This Iowa State fan was simply looking to replenish his beer supply and had his world turned upside down. Following the College GameDay sign experience, a series of events have occurred which should remind us all of just how dangerous the internet can be.
Digging Up Old Tweets
The Iowa State fan who held up the sign is Carson King. King is a 24-year-old fan who eight years ago foolishly and immaturely tweeted a reference to a Tosh.0 episode. At that time, his tweet had very little impact beyond the feelings of his followers on his Twitter account.
It’s now being used against him and has had a real impact on his life and the life of others.
Imagine if everything you had ever done could be reviewed and resurfaced as if it was yesterday—even if you were a minor when it happened. Is it right for us to go back to the dawn of the internet and have in our hands a complete record of time for anyone?
That’s a topic for another time.
We Must Take An Active Role For Our Children
I have four children and I am concerned with social media posts they may write in the near future. Such posts could be used against them when they apply for a scholarship to college, get their first job, or even run for president.

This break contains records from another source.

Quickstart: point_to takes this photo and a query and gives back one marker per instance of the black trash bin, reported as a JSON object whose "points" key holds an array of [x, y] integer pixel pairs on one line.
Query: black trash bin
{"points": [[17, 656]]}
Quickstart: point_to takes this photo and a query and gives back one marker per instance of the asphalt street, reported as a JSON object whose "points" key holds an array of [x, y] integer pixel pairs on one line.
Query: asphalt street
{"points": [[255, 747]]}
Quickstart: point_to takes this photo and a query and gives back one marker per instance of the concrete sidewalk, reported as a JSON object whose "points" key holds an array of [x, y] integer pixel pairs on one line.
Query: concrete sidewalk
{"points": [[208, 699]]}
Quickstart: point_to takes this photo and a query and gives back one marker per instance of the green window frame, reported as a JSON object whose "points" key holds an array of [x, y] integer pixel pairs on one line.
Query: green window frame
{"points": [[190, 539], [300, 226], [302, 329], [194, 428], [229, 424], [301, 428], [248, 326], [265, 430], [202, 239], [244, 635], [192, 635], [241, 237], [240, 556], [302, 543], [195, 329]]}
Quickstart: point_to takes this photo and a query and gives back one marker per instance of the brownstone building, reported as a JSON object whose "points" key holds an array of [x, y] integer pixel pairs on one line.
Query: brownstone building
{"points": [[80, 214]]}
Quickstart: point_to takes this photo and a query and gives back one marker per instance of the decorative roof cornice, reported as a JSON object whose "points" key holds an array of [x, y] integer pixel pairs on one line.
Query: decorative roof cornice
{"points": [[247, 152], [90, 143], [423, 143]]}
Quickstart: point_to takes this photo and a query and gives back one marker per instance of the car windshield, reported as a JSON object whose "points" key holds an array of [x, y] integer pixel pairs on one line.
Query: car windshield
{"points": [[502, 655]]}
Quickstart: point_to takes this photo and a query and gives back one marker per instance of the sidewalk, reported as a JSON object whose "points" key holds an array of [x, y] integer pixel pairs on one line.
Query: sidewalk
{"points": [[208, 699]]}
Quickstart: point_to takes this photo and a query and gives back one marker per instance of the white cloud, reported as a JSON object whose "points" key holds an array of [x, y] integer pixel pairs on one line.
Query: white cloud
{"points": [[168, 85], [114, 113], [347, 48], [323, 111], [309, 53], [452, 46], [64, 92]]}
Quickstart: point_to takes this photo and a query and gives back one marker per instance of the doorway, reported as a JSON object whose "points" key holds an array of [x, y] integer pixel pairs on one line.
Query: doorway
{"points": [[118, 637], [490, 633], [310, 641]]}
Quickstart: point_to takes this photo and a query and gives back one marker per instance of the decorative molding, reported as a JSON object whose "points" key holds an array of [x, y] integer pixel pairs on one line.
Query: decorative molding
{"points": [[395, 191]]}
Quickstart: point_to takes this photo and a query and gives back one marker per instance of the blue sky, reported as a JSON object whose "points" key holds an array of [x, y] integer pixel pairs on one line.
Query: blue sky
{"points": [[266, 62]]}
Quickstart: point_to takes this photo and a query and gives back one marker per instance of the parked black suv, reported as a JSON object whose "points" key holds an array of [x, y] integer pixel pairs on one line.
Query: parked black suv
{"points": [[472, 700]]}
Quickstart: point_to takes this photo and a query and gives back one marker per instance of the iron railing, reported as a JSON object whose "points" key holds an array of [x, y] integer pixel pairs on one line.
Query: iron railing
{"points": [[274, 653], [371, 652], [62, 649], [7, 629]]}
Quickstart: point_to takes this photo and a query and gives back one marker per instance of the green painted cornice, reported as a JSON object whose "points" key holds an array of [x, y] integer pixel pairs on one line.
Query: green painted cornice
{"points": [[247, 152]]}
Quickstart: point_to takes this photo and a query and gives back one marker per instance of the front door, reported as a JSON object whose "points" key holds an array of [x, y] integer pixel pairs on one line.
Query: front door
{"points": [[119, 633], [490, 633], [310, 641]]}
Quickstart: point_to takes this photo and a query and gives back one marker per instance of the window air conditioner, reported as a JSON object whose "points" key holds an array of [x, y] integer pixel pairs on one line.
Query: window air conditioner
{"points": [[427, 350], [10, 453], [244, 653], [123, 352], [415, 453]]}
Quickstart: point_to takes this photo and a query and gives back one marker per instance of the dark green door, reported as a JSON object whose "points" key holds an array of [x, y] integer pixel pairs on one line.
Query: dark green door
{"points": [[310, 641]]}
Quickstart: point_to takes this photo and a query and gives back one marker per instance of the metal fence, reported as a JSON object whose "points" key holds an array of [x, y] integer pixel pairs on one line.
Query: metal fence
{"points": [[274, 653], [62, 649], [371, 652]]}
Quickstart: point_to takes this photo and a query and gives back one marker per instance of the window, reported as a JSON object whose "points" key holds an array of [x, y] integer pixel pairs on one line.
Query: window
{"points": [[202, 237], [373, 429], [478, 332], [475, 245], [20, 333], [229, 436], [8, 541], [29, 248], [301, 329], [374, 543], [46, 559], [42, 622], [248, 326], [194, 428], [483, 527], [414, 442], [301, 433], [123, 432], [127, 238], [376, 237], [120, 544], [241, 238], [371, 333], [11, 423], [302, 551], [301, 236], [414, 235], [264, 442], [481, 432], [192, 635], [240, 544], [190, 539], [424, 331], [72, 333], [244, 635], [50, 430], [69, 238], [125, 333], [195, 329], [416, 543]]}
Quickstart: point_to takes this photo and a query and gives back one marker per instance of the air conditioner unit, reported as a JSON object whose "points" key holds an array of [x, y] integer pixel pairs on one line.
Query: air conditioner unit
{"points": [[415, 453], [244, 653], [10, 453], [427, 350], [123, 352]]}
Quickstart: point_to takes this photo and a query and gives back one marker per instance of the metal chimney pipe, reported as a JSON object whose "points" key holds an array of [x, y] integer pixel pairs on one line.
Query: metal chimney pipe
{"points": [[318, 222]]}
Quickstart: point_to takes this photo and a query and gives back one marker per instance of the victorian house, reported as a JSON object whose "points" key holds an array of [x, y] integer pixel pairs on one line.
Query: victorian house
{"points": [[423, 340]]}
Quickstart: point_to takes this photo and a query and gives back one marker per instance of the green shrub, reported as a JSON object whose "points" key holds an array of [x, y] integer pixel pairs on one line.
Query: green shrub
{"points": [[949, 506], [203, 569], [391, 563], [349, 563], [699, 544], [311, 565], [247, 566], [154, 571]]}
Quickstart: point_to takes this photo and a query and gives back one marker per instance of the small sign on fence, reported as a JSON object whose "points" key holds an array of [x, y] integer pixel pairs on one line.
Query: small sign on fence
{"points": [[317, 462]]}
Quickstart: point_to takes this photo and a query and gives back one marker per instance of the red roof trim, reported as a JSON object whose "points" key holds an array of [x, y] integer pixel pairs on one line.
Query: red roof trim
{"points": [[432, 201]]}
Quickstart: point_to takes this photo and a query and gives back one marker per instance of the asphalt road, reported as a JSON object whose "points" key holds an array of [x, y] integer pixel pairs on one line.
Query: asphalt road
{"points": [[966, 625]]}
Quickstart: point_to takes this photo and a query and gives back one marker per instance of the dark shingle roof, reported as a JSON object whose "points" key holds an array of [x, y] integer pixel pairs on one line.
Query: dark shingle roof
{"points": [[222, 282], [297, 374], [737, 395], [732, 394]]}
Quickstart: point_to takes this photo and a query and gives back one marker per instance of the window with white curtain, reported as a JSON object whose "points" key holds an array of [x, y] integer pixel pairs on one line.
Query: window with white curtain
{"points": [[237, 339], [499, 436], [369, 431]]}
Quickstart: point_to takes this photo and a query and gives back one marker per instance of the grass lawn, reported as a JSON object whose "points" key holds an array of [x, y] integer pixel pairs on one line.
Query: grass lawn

What can we do as parents to prevent them from making a mistake on the internet that they’ll regret many years into the future?
Outside of good parenting, we are limited.
There’s no magic app that will stop a post from being written and burned into the internet’s historical record forever.
I know that I’ll be prioritizing and making time to discuss the dangers of the internet with my kids. There’s a fine line between not allowing any social media applications and allowing them to publicly tweet an opinion. I also want to reiterate and stress the importance of forgiving others.
People can change over time, and I want my kids to understand that we are not perfect and we need to have a heart of forgiveness even if someone has hurt us badly.